Волна репрессий после неудавшейся (и при этом несколько странной, напоминающей некую домашнюю заготовку, в курсе которой были очень многие) попытки военного переворота в Турции набирает обороты. Отстранены от должностей либо задержаны уже более 20 тысяч человек, среди которых – военнослужащие, полицейские, судьи, прокуроры, государственные служащие. Среди уволенных – 257 сотрудников канцелярии премьер-министра, 492 сотрудника Управления по делам религий и 100 офицеров разведки. По другим данным, общее число уволенных, задержанных и арестованных, включая учителей, работников образовательной сферы и журналистов, превысило 50 тысяч. Накануне вечером было объявлено о введении в стране чрезвычайного положения сроком на три месяца.
Власти Турции направили в США запрос на экстрадицию проживающего в Пенсильвании исламского проповедника, лидера сетевой организации «Хизмет» Фетхуллаха Гюлена, которого они объявили идейным вдохновителем заговорщиков. В свою очередь Гюлен, бывший соратник, а с некоторых пор оппонент Эрдогана, с самого начала открестившийся от действий военных, убеждён в постановочном характере попытки переворота: «Я не думаю, что мир верит в обвинения, сделанные президентом Турции Реджепом Тайипом Эрдоганом. Существует вероятность того, что это был постановочный переворот, который мог быть предназначен для дальнейших обвинений [Гюлена и его последователей. – А.А.]».

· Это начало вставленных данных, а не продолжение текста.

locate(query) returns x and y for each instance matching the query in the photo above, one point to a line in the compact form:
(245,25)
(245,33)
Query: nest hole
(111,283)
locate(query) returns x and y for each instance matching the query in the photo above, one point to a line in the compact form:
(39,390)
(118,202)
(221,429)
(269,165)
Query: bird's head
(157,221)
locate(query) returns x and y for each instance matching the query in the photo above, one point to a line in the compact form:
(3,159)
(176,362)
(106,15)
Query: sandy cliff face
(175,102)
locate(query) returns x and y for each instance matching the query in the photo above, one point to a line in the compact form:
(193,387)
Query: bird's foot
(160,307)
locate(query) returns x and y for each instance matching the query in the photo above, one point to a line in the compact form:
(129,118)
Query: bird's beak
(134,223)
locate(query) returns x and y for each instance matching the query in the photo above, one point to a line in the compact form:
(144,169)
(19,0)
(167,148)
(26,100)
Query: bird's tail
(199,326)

Действительно, недовольство значительной части армии курсом правящей ПСР и её лидера на исламизацию всех сфер жизни, последовательное снижение престижа военных создавали предпосылки для их очередного вмешательства в политическую жизнь страны, успешными примерами которых история Турции весьма богата. Кроме того, в ходе запланированного на август и пока отложенного военного совета (Askeri Şura) предполагалось рассмотреть вопрос об увольнении из армии ряда нелояльных офицеров высшего и среднего звена. Конечно, многие из них могли проявлять в связи с неопределённостью своих перспектив признаки нервозности, которая вряд ли была секретом для Национальной разведывательной службы. Обращает на себя внимание то обстоятельство, что мятежники не предприняли серьёзной попытки нейтрализации турецкого лидера, оперативно призвавшего (через "Скайп" и социальные сети) своих сторонников выйти на улицы. Ни одна политическая партия сторонников переворота не поддержала, а они сами не выдвинули из своей среды сколь-либо узнаваемого лидера (не считать же таковым некоего Мухаррема Косе, имя которого мелькнуло в ночь на 16 июля). Заявления «мятежников» характеризовались редкой невнятицей, а бессмысленные бомбардировки безлюдных ночью правительственных объектов, блокирование (в час пик!) мостов через Босфор как будто специально провоцировали жителей Стамбула. Злость по отношению к организаторам переворота они в полной мере выплеснули на рассвете 16 июля, когда на мосту через Босфор толпа разгорячённых сторонников Эрдогана принялась линчевать сдавшихся им военнослужащих (на лицах которых, кстати, была заметна полная растерянность в связи с происходящим). Напротив, в стане сторонников Эрдогана, включая сирийских «беженцев», крайних националистов и разных мастей исламистов, вышедших отмечать свою победу на улицы турецких городов, никакой растерянности не наблюдалось… Весьма характерным представляется заявление местного отделения запрещённой в России террористической организации «Хизб ут-Тахрир аль-Ислами», полностью одобрившей действия президента Турции по подавлению мятежа военных и последующему изменению Конституции страны: «Мы призываем народ, который решительно восстал против путчистов, занять такую же позицию по отношению к проекту установления Праведного халифата, отвергнуть все иные идеи и проекты, как они отвергли переворот!»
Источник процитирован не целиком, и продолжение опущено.